Since the books are all told from Katniss’ perspective, many of the big changes are made so that ideas can be spelled out for viewers since they can’t be accessed stream of conscious-style from her mind. In other instances, changes are made from the film to the books presumably to help narrow the film’s runtime somewhat and to cut out excess characters and tropes. The movie seamlessly blends some of the best dialogue, plots, and imagery from the books while retaining some of the filming tactics employed during the first effort. To Lawrence’s credit, this largely works.
Following are the eight biggest changes I noticed in my screening of The Hunger Games: Catching Fire. Plenty of other details were changed, of course, and feel free to remark on any changes you feel may have been more noticeable. There are many spoilers in The Hunger Games: Catching Fire book to movie comparison. Do not delve in if you want the film to be a surprise.
There is less of a strain between Katniss and those who love her. The movie begins with a scene featuring Katniss and Gale hunting, rather than Katniss hunting alone and pining for the moments she used to spend with Gale before he began to shun her and her gifts from The Capitol. Additionally, while Katniss and Peeta are frosty toward one another early on, they work things out fairly quickly.
We spend less time with Katniss in District 12. There’s a full year between Katniss’ first set of games and the Quarter Quell, and in the book, we get to spend many long months with Katniss before she ever gets near the arena. The set-up is actually quite long in the movie, but we don’t get to see the slow build-up of the peacekeepers setting up their rules, we don’t get to see the electric fence turned back on in District 12, and we don’t get to see Katniss and Peeta training like Careers.
The resistance is kept more under wraps. While Katniss sees snippets of rebellion on the train, as well as Gale’s beating, she never runs into District 8 refugees Bonnie and Twill and she doesn’t have to deal with Gale’s friend Darius getting turned into a tongue-less Avox after defying the District 12 peacekeepers. These details keep her from learning as much about the resistance as she knows in the books. While she senses a revolution brewing, she is also more sheltered from it.
Haymitch’s backstory is never made clear. In the books, we know that Haymitch actually won the previous Quarter Quell, and Peeta and Katniss make it a point to watch and see how their mentor was able to overcome obstacles and win the heightened version of the Hunger Games only after his District 12 partner—a character who plays a similar role to Rue—is tragically killed by an obstacle in the arena. This helps to flesh out Haymitch beyond the amusing and clever but drunken mentor he plays through the first two films.
Caesar Flickerman also plays a key role in setting up The Capitol’s excess and the large dichotomy between the glamour and the bloodlust in the games. While Flickerman has a small but key role in the books, the film uses the character as a device to give news updates and make the games seem much more like a sporting event.

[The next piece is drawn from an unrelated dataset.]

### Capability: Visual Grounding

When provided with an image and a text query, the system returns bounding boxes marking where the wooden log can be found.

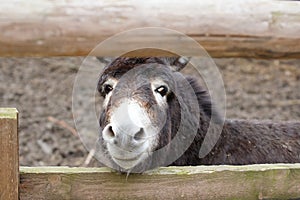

Like the first film in the franchise, we get to see more from Snow and his behind-the-scenes ideas and machinations. In the books, we get to see Snow through the eyes of Katniss and how she perceives his mind to work, but in the movies, things are spelled out a little more clearly via scenes featuring Snow and the new Head Gamemaker, Plutarch Heavensby.
The importance of bread never makes an appearance in the movie. Katniss never gets to witness the mockingjay bread that Bonnie and Twill use as a claim to resistance. Additionally, bread in the arena is important, signaling the time and date that Betee and the gang should try to trigger the wire coil to electrocute the stadium and make a grand escape. The bread is a minor plot device, but including it would have helped to explain why the escape plan was executed only at that time.
Katniss thinks about attacking Finnick rather than the frightening Enobaria toward the end of the film. Placing Finnick in the path of Katniss’ arrows heightens the stakes a little bit, and when he repeats the words that Haymitch told Katniss about remembering the real enemy, we know once and for all that he is on her side and that plans in the arena have never been quite what they seem.